Tot slot heeft appellant gesteld dat het Uwv ten onrechte zijn fysieke (been)klachten buiten beschouwing heeft gelaten. Appellant heeft daarbij verwezen naar (in hoger beroep overgelegde informatie) van 13 november 2022 van de orthopedisch chirurg en van 27 januari 2023 van de fysiotherapeut/manueel therapeut. Het Uwv heeft erop gewezen dat deze informatie van 13 november 2022 van ruim na de datum in geding (11 februari 2022) is, en dat bovendien deze nieuwe klachten hebben geleid tot een door het Uwv geaccepteerde ziekmelding per 28 november 2022. Verder blijkt uit de stukken dat de verzekeringsartsen van het Uwv ervan op de hoogte waren dat appellant op de datum in geding van 11 februari 2022 in verband met klachten van onderrug en benen onder behandeling was van een fysiotherapeut. Deze verzekeringsartsen hebben gemotiveerd dat er geen aanleiding is om meer fysieke beperkingen aan te nemen. Zij hebben daarbij gewezen op het lichamelijk onderzoek op 6 augustus 2021 tijdens de bezwaarprocedure tegen de weigering van de WIAuitkering en het feit dat appellant bij de verzekeringsarts en tijdens de hoorzitting geen nieuwe medische gegevens over de fysieke klachten naar voren heeft gebracht.
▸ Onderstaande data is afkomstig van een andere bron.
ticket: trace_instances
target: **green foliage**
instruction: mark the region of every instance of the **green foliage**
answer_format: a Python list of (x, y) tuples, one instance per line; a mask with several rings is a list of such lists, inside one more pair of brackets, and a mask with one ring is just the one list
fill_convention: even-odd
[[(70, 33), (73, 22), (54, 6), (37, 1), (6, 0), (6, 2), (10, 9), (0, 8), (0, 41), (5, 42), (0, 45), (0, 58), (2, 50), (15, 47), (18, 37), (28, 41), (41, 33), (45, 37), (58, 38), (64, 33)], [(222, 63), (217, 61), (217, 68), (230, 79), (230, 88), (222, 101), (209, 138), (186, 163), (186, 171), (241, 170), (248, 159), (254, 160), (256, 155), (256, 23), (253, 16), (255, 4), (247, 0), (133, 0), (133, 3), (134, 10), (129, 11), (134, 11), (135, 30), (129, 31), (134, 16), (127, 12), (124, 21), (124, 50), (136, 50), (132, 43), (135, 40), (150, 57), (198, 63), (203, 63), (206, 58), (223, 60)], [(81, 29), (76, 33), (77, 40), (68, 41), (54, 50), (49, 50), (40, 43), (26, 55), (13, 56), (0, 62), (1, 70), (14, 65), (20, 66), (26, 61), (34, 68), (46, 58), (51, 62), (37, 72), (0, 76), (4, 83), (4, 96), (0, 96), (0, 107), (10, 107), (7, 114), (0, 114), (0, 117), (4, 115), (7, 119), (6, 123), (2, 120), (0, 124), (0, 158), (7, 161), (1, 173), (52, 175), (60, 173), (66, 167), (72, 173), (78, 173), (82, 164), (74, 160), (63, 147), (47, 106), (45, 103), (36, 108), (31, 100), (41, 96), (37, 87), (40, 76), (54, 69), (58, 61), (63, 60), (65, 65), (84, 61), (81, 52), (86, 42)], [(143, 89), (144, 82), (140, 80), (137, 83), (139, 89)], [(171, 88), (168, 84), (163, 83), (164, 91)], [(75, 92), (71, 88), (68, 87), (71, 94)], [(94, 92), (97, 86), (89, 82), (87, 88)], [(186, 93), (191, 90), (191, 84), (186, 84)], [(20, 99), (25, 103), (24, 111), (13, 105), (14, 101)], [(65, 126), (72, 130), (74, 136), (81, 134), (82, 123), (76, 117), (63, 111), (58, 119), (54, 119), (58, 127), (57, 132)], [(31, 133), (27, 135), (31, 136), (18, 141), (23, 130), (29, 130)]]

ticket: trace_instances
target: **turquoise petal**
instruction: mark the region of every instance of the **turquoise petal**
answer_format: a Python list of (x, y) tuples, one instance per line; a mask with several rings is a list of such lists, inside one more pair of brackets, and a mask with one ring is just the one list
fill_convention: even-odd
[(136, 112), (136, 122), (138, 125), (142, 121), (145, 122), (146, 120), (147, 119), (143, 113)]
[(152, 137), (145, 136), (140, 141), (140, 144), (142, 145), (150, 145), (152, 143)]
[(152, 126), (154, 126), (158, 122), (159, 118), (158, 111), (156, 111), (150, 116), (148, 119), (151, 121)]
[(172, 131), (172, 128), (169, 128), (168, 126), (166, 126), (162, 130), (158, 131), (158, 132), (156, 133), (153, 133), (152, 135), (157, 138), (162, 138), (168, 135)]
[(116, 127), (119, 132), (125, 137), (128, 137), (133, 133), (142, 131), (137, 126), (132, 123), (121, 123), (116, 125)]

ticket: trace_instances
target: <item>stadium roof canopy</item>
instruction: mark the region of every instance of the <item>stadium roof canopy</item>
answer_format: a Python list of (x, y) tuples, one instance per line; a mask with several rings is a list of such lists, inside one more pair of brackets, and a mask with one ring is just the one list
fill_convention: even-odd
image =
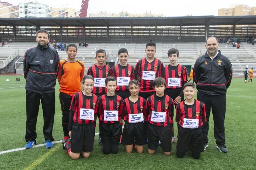
[(154, 18), (0, 18), (0, 26), (140, 26), (256, 25), (256, 16)]

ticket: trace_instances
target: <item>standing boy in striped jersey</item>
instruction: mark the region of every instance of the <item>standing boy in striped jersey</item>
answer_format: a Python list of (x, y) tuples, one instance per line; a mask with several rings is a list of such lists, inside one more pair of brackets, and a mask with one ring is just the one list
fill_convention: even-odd
[[(94, 78), (94, 85), (92, 93), (99, 97), (107, 93), (107, 88), (105, 86), (105, 79), (108, 76), (111, 75), (111, 68), (105, 64), (107, 59), (107, 53), (102, 49), (98, 50), (95, 53), (95, 59), (97, 63), (91, 66), (88, 69), (87, 74), (91, 75)], [(96, 125), (96, 124), (95, 124)], [(100, 136), (99, 136), (99, 143), (102, 144)]]
[(94, 78), (94, 82), (92, 93), (99, 97), (107, 92), (105, 87), (105, 79), (111, 75), (111, 68), (105, 64), (107, 59), (107, 54), (104, 50), (98, 50), (96, 53), (95, 59), (97, 63), (91, 66), (88, 69), (87, 74)]
[[(154, 57), (156, 50), (156, 43), (148, 42), (146, 45), (145, 58), (139, 60), (135, 67), (135, 78), (139, 80), (140, 87), (139, 96), (145, 99), (156, 94), (153, 87), (153, 81), (156, 78), (164, 76), (164, 64), (161, 61)], [(148, 121), (146, 118), (144, 121), (145, 126), (148, 128)]]
[(117, 84), (115, 77), (108, 77), (105, 82), (108, 92), (99, 98), (98, 113), (100, 135), (101, 138), (103, 153), (108, 154), (111, 151), (113, 153), (117, 153), (122, 129), (120, 120), (124, 100), (115, 94)]
[[(172, 99), (175, 107), (184, 100), (183, 88), (184, 84), (188, 81), (188, 73), (185, 66), (178, 64), (179, 50), (176, 48), (171, 48), (167, 53), (170, 64), (164, 67), (164, 78), (165, 80), (167, 86), (165, 93)], [(172, 143), (175, 141), (173, 131), (173, 121), (172, 120), (171, 127), (172, 131)], [(178, 126), (178, 132), (179, 127)]]
[[(127, 63), (129, 58), (128, 51), (126, 48), (121, 48), (118, 51), (118, 58), (120, 63), (112, 67), (112, 75), (116, 78), (117, 85), (115, 92), (116, 94), (124, 99), (130, 96), (131, 93), (128, 89), (129, 82), (134, 79), (134, 67)], [(120, 123), (123, 126), (123, 120)], [(119, 143), (121, 143), (122, 137), (121, 133)]]
[(193, 83), (184, 85), (185, 100), (177, 105), (176, 122), (180, 126), (177, 142), (177, 157), (183, 158), (185, 152), (191, 150), (191, 155), (199, 159), (201, 152), (205, 150), (201, 127), (206, 121), (204, 104), (194, 99), (196, 88)]
[(60, 62), (57, 77), (60, 87), (59, 97), (62, 111), (63, 144), (69, 137), (68, 128), (71, 100), (74, 94), (82, 90), (81, 83), (84, 74), (84, 63), (76, 58), (77, 51), (77, 47), (75, 44), (68, 45), (68, 58)]
[(172, 151), (170, 124), (173, 117), (174, 102), (164, 94), (166, 82), (164, 79), (160, 77), (156, 78), (153, 81), (153, 86), (156, 94), (147, 100), (147, 113), (149, 121), (148, 152), (149, 154), (155, 153), (160, 140), (164, 154), (169, 156)]
[(127, 153), (132, 151), (133, 144), (138, 153), (143, 151), (146, 143), (146, 128), (143, 121), (147, 116), (146, 100), (139, 96), (140, 82), (132, 80), (129, 82), (131, 96), (124, 101), (123, 117), (125, 122), (123, 132), (123, 143)]

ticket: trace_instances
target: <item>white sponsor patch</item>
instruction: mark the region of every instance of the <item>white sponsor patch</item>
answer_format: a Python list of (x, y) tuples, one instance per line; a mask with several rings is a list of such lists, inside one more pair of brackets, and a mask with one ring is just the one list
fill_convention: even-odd
[(143, 113), (129, 115), (129, 123), (138, 123), (144, 120)]
[(80, 109), (80, 119), (94, 120), (94, 110), (92, 109)]
[(183, 119), (184, 122), (182, 127), (189, 129), (195, 129), (198, 128), (198, 119)]
[(130, 81), (128, 77), (117, 77), (117, 85), (128, 85)]
[(156, 71), (142, 71), (142, 79), (146, 80), (154, 80), (156, 78)]
[(180, 78), (168, 78), (167, 86), (169, 87), (180, 87)]
[(104, 120), (105, 121), (118, 121), (118, 111), (104, 110)]
[(105, 87), (105, 78), (94, 78), (94, 87)]
[(165, 112), (158, 112), (152, 111), (151, 121), (155, 122), (165, 122)]

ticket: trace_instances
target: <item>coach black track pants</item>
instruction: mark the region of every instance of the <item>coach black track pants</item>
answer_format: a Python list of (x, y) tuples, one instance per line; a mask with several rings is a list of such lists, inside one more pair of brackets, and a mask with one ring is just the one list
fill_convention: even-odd
[(44, 127), (43, 131), (46, 141), (53, 141), (52, 127), (55, 113), (55, 92), (40, 93), (28, 90), (26, 92), (27, 122), (26, 142), (36, 138), (36, 127), (40, 100), (43, 108)]
[(204, 122), (202, 127), (204, 142), (208, 143), (209, 129), (209, 117), (212, 107), (213, 117), (214, 137), (218, 144), (225, 144), (225, 128), (224, 125), (226, 111), (226, 94), (218, 96), (208, 96), (197, 92), (197, 99), (204, 104), (207, 122)]

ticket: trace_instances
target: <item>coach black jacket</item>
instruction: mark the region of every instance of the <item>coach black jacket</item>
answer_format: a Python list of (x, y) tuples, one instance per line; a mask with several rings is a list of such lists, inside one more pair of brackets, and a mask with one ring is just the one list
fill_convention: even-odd
[(205, 54), (196, 59), (193, 78), (199, 92), (206, 95), (225, 94), (232, 79), (232, 65), (227, 57), (219, 53), (212, 59)]
[(23, 61), (26, 90), (40, 93), (54, 92), (60, 58), (56, 50), (37, 46), (27, 50)]

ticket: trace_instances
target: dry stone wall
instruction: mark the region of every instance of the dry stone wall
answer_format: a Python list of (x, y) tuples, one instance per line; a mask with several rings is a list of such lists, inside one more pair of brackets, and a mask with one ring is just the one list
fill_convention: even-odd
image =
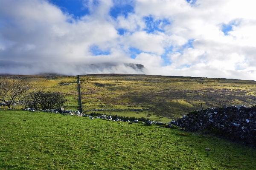
[(171, 123), (190, 131), (209, 131), (233, 141), (256, 147), (256, 105), (224, 105), (192, 111)]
Dit toereikend gemotiveerde standpunt wordt gevolgd. De enkele vermelding van de fysiotherapeut op 27 januari 2023 dat sinds november 2022 sprake is van exacerbatie van vier jaar bestaande klachten van linkerbeen en rug is onvoldoende voor het aannemen van fysieke beperkingen per 11 februari 2022.
4.10.
Uit 4.5 tot en met 4.9 volgt dat geen twijfel bestaat aan het standpunt van de verzekeringsartsen van het Uwv dat er geen sprake is van toegenomen beperkingen per 11 februari 2022, afgezien van de beperking voor het beroepsmatig besturen van voertuigen
.
4.11.
Het Uwv heeft in het rapport van 7 februari 2022 van de verzekeringsarts en in het verweerschrift in eerste aanleg van 12 mei 2023, toegelicht dat in de eerste drie voor appellant geselecteerde functies (SBC-code 111180, SBC-code 272043 en SBC-code 267071) geen sprake is van het beroepsmatig besturen van voertuigen. Daarmee is toereikend gemotiveerd dat appellant, ook met deze toegenomen beperking, per 11 februari 2022 geschikt is voor tenminste de eerste drie van de bij de WIA-beoordeling geselecteerde functies.

Conclusie en gevolgen

5. Het hoger beroep slaagt niet. De aangevallen uitspraak wordt bevestigd. Dit betekent dat de beëindiging van de ZW-uitkering per 11 februari 2022 in stand blijft.
6. Omdat het hoger beroep niet slaagt krijgt appellant geen vergoeding voor zijn proceskosten en het betaalde griffierecht.

BESLISSING

De Centrale Raad van Beroep bevestigt de aangevallen uitspraak.
Deze uitspraak is gedaan door W.R. van der Velde, in tegenwoordigheid van L.B. Vrugt als griffier. De beslissing is uitgesproken in het openbaar op 6 november 2024.
(getekend) W.R. van der Velde
(getekend) L.B. Vrugt

Voetnoten

1.CRvB 22 november 2024, ECLI:NL:CRVB:2023:2208.
2.CRvB 23 december 2022, ECLI:NL:CRVB:2022:2672.